Before you read this, check out Today’s Storage: Same As It Ever Was for a bit of background…
For the past few decades, some of the best minds in computer science have been drawn to the question of storage. How can data be better protected, shared, and exploited? Given the price and performance profiles of various storage devices, how can we maximize benefit for a given application? What can we do to transcend inertia and make data available everywhere at once?
These fundamental questions have been tackled by a continuing stream of companies promoting waves of new technology. The limitations of block storage gave us CAS, object storage, and the cloud. RAID was invented because hard disk drives can not physically drive sufficient I/O operations, but wide striping, data dispersal, tiering, and caching are table stakes today. Data compression was pioneered as a transmission technology but has moved to array controllers and static data sets.
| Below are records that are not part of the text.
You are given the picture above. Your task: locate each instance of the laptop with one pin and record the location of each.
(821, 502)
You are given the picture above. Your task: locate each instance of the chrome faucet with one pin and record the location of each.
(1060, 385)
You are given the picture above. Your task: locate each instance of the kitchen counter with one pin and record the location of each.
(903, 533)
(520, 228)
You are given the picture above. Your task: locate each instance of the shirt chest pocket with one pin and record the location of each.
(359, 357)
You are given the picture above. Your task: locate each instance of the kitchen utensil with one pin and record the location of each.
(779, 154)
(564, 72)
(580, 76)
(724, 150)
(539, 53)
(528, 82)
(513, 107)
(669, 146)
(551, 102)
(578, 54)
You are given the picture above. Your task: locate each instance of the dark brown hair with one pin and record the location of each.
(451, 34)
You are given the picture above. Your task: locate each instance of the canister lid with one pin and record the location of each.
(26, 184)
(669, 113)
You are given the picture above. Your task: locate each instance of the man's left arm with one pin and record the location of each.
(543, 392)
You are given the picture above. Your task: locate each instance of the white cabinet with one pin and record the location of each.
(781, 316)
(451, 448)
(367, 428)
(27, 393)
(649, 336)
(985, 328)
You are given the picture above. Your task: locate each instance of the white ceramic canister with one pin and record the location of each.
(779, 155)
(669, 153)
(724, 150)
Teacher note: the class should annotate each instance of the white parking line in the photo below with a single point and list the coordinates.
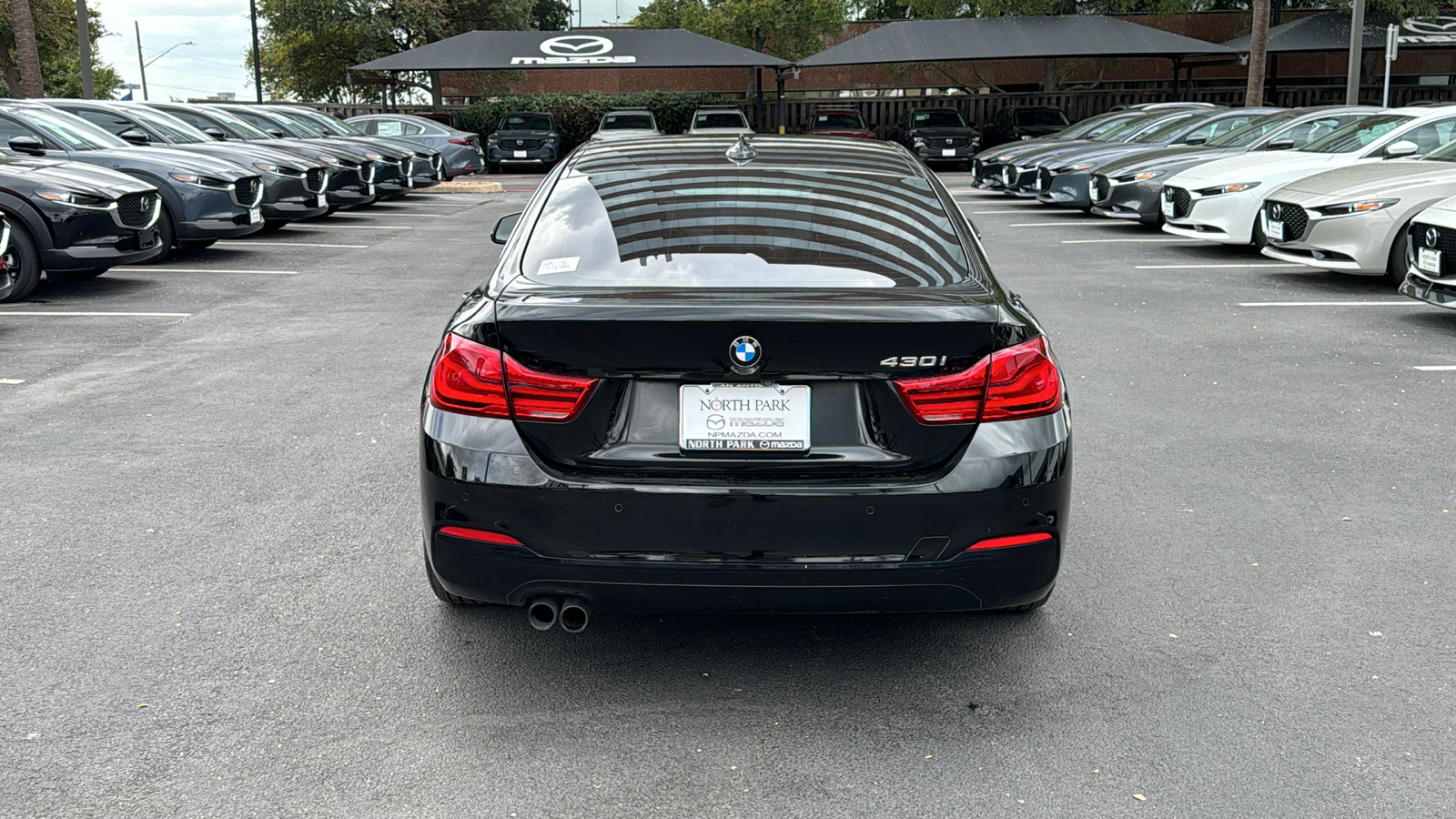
(1104, 241)
(1065, 222)
(7, 312)
(201, 270)
(1409, 302)
(1212, 266)
(288, 245)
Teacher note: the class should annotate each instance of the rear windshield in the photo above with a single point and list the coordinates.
(744, 228)
(615, 121)
(1041, 116)
(936, 120)
(720, 120)
(524, 123)
(839, 120)
(1358, 135)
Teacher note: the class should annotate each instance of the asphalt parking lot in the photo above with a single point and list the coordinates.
(215, 605)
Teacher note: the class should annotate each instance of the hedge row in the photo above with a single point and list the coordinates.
(577, 116)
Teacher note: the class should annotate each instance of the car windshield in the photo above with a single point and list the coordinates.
(1040, 116)
(524, 123)
(73, 131)
(242, 127)
(744, 228)
(1358, 135)
(720, 120)
(623, 121)
(936, 120)
(839, 120)
(167, 126)
(1254, 128)
(1165, 131)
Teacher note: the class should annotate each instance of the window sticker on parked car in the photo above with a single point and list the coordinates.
(565, 264)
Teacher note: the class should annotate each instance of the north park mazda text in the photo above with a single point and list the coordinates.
(768, 373)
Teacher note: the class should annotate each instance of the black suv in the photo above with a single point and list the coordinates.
(1014, 124)
(936, 135)
(523, 138)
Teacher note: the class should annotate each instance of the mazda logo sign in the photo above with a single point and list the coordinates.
(577, 46)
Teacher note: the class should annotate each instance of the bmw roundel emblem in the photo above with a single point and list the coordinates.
(746, 353)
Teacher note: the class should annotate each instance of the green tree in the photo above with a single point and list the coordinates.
(786, 28)
(55, 25)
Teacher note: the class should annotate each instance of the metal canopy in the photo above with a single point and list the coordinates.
(582, 48)
(1331, 33)
(1011, 38)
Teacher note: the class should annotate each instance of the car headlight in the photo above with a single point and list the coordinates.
(1349, 208)
(73, 198)
(1234, 188)
(201, 181)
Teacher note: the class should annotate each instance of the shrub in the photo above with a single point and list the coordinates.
(577, 116)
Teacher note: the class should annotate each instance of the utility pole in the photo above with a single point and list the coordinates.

In each area, a predictable pattern emerged:
- New algorithms and architectures are developed
- Start-up companies are funded and launched, creating standalone products centered on them
- These technologies become features as they are leveraged broadly across the industry, with the start-ups acquired or withering
- Mainstream adoption is predictably slow and insider attention turns to the next wave
This last bit is pretty remarkable, and something I’ll be talking about in a follow-on post, but let’s focus on the early phases for now.
How many product, and even company, categories have become merely an obscure feature? I’ve watched this pattern repeat with SRM, object storage, data deduplication, thin provisioning, iSCSI, hybrid storage, and all-flash architectures (just off the top of my head). And now we’ve got RAM and flash caching, storage virtualization, and data-aware storage.
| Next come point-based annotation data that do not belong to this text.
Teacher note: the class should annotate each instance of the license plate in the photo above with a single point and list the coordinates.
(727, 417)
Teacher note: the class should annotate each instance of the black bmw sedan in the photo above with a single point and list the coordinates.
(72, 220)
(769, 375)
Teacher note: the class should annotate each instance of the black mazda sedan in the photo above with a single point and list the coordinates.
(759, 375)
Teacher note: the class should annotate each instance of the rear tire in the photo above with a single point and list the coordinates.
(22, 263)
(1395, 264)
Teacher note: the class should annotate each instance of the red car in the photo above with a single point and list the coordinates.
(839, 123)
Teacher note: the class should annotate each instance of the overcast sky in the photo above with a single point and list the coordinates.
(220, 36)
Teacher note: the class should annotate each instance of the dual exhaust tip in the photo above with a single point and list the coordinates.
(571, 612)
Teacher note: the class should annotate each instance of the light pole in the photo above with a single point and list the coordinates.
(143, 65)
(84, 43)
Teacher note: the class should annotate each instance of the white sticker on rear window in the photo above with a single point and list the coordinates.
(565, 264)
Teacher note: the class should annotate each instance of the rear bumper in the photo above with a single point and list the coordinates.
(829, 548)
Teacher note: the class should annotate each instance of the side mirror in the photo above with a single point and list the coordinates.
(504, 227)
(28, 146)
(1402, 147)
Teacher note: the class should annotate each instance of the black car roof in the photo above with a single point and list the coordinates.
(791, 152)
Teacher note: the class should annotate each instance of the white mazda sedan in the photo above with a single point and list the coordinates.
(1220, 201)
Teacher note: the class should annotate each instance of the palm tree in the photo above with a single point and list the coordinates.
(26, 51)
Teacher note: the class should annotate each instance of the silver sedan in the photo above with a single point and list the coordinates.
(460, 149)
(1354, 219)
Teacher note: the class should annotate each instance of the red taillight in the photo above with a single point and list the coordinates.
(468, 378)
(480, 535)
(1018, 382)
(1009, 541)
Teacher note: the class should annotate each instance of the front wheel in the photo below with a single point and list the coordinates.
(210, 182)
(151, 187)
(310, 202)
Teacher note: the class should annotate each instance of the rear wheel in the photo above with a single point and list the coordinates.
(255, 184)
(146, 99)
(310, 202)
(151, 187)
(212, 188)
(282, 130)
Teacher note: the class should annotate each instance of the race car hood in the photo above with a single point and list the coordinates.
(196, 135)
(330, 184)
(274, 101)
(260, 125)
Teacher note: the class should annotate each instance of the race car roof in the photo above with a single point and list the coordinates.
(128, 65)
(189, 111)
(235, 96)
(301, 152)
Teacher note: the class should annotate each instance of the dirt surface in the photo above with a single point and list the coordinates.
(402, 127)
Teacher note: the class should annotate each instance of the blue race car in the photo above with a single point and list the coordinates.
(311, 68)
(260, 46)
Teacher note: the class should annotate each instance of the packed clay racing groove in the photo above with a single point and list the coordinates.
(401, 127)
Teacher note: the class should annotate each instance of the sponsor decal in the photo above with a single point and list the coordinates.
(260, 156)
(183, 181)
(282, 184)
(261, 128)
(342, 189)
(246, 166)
It is interesting too that each wave tends to build on those before it. Deduplication was once a marquee product but now is mainly a way to optimize the use of flash for hybrid or all-flash storage systems. SRM was the “next big thing” but is now an integrated feature of data-aware storage systems. Scale-out and virtual storage is easiest to do with an object store under the covers. And so on.
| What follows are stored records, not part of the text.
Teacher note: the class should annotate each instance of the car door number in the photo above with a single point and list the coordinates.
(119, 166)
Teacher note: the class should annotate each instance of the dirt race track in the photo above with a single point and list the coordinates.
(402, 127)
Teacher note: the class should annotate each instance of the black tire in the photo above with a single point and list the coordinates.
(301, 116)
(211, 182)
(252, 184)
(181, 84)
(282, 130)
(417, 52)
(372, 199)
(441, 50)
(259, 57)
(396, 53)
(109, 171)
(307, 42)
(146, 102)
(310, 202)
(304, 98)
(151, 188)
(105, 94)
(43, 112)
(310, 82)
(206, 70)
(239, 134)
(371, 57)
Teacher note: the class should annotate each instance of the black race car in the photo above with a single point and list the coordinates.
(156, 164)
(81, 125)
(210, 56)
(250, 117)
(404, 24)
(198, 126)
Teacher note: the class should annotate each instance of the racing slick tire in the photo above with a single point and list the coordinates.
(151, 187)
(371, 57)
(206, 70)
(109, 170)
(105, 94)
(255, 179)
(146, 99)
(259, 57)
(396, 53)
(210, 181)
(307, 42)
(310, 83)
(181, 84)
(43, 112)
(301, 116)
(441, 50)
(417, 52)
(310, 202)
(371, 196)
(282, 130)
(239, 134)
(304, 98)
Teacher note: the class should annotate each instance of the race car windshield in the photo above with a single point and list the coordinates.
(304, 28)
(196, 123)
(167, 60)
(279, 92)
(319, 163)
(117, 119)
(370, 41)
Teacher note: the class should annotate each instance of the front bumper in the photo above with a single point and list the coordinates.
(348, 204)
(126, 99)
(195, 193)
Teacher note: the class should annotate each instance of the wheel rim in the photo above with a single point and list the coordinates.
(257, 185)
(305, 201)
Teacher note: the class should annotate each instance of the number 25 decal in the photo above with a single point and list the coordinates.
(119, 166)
Each technology wave is accompanied by the same archetypal companies, too:
- Academics and technologists who can’t articulate a use case but usually have the best technology
- Re-packagers of outdated products trying to stay relevant by claiming they’re part of the current wave
- Marketing-first companies making noise with little or no IP of their own but capable of making lots of noise
- Super-funded leaders who hire and expand rapidly, are flush with cash, and become the standard-bearers for the wave
- Actual companies selling useful products (too few of these!) who have solid products and rely on real sales and use cases
It is rare that any of these companies lasts more than a few years. But their products tend to live on, occasionally in standalone companies (usually the last two) but more typically as a product line or feature inside one of the giant incumbents.
And so it goes. Waves of innovation and waves of companies, crash on the storage market, but the same incumbent leaders and product lines survive for decades. It’s actually pretty depressing. Are things changing? It’s hard to see sometimes, but real progress has been made. And perhaps all those waves have finally chipped away at the outdated storage paradigms I complained about last time to send it all toppling down.